Potential First Ladies choose one cause to devote their time to should their husbands get elected. The DNC needed to select a song in synch with Gore’s mission: understanding and caring for America’s mentally ill. Gloria Estefan’s “Turn the Beat Around” does just that.

The Estefan song has become an anthem for mental illness understanding and caring since it appeared in “Sweating It Out”—episode #129 of “Beverly Hills 90210,” a popular program formerly broadcast on the Fox television network. During this episode the characters Kelly and Valerie attend a psychology seminar. Valerie laughs off the professor’s philosophies and decides to leave, but Kelly takes his words to heart because of her recent experience in a fire, where she suffered burns on her wrist, ear, and the side of her neck. “Turn the Beat Around” was a featured song in this episode, and drove home the fact that Kelly’s lingering fear and associated mental concerns were assuaged, or, if you will, turned around, with the help of a licensed psychologist.

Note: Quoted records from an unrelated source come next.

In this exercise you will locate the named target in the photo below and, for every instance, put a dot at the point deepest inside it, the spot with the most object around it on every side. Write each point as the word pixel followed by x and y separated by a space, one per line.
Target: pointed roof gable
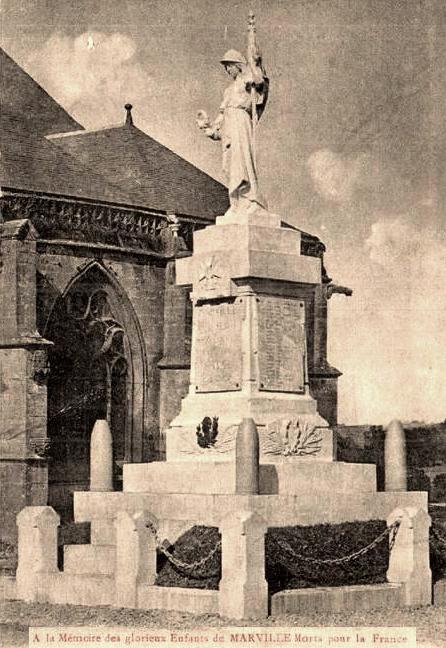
pixel 22 96
pixel 152 174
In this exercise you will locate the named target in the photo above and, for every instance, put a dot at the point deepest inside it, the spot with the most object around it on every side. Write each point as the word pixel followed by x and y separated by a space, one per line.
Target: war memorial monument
pixel 248 450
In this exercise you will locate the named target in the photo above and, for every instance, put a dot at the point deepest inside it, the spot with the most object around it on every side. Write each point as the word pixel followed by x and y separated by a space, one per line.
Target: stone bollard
pixel 395 468
pixel 243 590
pixel 247 458
pixel 409 556
pixel 37 550
pixel 135 556
pixel 101 457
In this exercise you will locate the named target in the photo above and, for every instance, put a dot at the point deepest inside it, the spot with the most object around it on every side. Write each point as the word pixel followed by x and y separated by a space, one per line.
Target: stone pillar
pixel 24 370
pixel 101 457
pixel 247 458
pixel 243 591
pixel 135 556
pixel 37 549
pixel 409 556
pixel 395 466
pixel 320 326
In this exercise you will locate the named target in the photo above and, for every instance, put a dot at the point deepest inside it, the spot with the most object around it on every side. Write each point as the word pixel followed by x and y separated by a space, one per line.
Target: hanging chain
pixel 180 564
pixel 391 531
pixel 438 537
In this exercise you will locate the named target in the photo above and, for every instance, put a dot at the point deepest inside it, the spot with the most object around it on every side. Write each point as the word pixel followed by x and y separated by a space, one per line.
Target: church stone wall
pixel 142 283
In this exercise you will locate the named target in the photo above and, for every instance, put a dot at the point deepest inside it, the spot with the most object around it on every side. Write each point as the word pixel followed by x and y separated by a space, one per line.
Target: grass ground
pixel 16 616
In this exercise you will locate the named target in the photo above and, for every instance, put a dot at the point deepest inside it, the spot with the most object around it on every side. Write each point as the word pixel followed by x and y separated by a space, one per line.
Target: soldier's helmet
pixel 232 56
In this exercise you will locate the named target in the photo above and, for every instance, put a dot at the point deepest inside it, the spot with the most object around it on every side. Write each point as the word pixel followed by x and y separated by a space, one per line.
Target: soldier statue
pixel 242 106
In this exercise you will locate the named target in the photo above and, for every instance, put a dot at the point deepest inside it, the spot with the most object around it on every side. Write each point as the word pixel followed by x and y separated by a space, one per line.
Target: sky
pixel 351 148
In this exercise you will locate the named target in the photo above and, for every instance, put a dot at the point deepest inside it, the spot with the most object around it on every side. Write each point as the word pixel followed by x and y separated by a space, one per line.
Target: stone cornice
pixel 121 227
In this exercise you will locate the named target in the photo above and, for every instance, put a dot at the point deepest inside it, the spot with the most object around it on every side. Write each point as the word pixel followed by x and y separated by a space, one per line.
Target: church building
pixel 93 325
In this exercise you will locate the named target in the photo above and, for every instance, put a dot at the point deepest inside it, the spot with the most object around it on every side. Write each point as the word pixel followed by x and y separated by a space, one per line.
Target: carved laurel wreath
pixel 293 437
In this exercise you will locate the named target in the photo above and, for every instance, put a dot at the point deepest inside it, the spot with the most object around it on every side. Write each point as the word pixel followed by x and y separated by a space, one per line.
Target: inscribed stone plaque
pixel 218 346
pixel 281 344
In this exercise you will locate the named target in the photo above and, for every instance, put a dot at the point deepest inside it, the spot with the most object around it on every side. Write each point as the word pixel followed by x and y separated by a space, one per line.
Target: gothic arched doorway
pixel 95 361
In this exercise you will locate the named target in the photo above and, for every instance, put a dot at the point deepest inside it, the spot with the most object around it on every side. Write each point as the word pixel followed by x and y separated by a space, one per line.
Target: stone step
pixel 218 478
pixel 278 510
pixel 89 559
pixel 337 599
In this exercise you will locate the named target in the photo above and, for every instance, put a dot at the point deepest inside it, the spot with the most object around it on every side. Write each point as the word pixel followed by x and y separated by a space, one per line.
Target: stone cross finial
pixel 128 117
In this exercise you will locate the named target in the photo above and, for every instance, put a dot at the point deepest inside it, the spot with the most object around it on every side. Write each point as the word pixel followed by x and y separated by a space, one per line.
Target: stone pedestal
pixel 243 590
pixel 135 556
pixel 37 549
pixel 409 556
pixel 249 359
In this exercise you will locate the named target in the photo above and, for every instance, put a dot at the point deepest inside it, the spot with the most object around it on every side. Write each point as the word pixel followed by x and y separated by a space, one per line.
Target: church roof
pixel 23 96
pixel 153 175
pixel 30 163
pixel 120 165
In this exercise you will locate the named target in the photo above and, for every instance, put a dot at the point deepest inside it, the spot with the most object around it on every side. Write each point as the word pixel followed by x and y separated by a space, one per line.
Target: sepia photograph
pixel 223 323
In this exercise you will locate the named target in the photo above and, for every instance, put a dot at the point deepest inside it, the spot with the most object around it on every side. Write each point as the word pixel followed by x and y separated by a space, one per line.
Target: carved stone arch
pixel 99 348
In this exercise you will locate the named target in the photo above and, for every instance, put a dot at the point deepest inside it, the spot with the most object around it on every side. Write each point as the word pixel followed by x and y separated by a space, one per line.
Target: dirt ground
pixel 16 616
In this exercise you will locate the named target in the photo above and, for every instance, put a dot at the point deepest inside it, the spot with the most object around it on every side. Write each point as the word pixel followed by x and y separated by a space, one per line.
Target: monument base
pixel 288 425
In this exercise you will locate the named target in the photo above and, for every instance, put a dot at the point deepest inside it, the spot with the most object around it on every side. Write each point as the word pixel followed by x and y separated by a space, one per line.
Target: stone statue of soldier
pixel 243 104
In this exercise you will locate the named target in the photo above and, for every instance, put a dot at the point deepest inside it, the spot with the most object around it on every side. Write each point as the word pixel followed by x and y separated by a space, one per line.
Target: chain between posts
pixel 391 531
pixel 438 537
pixel 180 564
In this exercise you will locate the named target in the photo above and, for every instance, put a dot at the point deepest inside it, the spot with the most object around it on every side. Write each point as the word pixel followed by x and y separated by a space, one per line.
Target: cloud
pixel 396 244
pixel 334 176
pixel 393 355
pixel 92 75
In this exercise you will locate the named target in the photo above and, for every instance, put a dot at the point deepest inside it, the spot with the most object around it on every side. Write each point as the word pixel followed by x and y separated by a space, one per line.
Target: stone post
pixel 101 457
pixel 24 370
pixel 395 468
pixel 243 591
pixel 37 549
pixel 409 556
pixel 135 556
pixel 247 458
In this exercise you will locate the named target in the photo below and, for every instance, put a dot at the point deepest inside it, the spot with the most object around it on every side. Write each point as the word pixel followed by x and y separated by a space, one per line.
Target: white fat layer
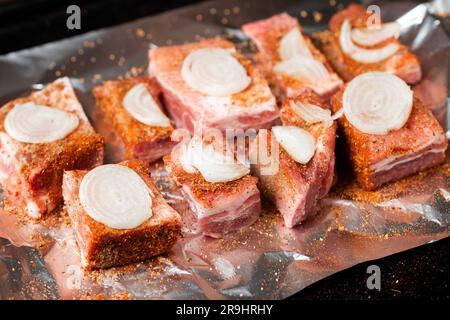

Estefan, who is as reclusive as J.D. Salinger, author of books such as The Catcher in the Rye, refuses to comment on the metaphors in her song, but countless critics have persuasively argued that “beat” is code for “mind” while “turn” translates to “cure.” It does not escape their notice that Estefan entered the University of Miami in 1975 with the dream of becoming a psychologist. True, she tossed this dream aside during her freshman year, when she joined a precursor of Miami Sound Machine, but still this can be no coincidence. And surely Estefan had Freud on her mind when she wrote the lyrics for “Turn the Beat Around.” To wit: “Flute player play your flute ’cause / I know that you want to get your thing off.”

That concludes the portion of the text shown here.